Take the example of the relationship between population density and forest cover in Chiapas. My own experience in the region has led me to some simple, robust conclusions based on the evidence I see around me on a daily basis.
1. The highlands of Chiapas have an extremely high population density that can not be sustained through subsistence agriculture. Around San Cristobal this is above 100 people per km2. Yet a surprising amount of forest cover still remains.
2. The Central Depression has a much lower population density and an entirely agricultural economy. It is largely deforested. This is largely true despite the fact that satellite imagery can underestimate the amount of remaining forest.
3. The rural population of the highlands has continued to grow in recent years. However the amount of land dedicated to agriculture in the highlands has slightly decreased as has the value of agricultural production.
4. Recent deforestation in the highlands has disproportionately affected old growth mature forest. Secondary forest in the highlands has tended to expand.
5. The economy of the highlands of Chiapas is growing while the Central Depression is static.
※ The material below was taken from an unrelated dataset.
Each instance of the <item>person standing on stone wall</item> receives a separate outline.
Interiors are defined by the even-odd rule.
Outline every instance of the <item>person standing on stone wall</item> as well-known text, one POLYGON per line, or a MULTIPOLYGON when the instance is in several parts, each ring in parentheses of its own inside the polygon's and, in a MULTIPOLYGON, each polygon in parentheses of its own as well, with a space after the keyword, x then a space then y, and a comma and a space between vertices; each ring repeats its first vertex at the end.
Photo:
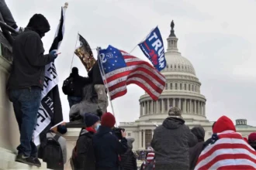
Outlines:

6. Extreme poverty is still more prevalent in the highlands of Chiapas, while chronic rural deprivation is a feature of the central depression.
These observations have been the subject of academic discussion and are not always accepted in the way I have stated them. In particular the empirical relationship between population density and deforestation is often still at the centre of the controversy.
This may be due to trivialization of the obviously non linear (in the statistical sense) pattern I tried to show in the animated gif above (move back up if you didn’t realize it was an animation, I left a longish pause for thought between each frame). Agricultural “frontiers” with no resident population are trivially forested.The agricultural frontier regions also (trivially) show the highest rates of deforestation (deforestation is not shown explicit here, but see some previous posts). However the extremely complex dynamics of forest loss, regrowth and consequent structural and compositional change as a result of the management of a culturally determined landscape are often misrepresented and misunderstood. Attempting to linearize this sort of pattern though correlation analysis is never going to provide insight.
The animation above is based on the 2000 census data which was imported into a POSTGIS database and then visualized using Qgis. The polygons are watersheds, produced using r.watershed in GRASS, translated into a vector layer and also exported to POSTGIS. The populations within the watersheds can then be calculated using a simple spatial query in POSTGIS. I will provide more technical details on these steps in a subsequent post. The size of the points for the population centres is not proportional to population size as such but was chosen for visual clarity.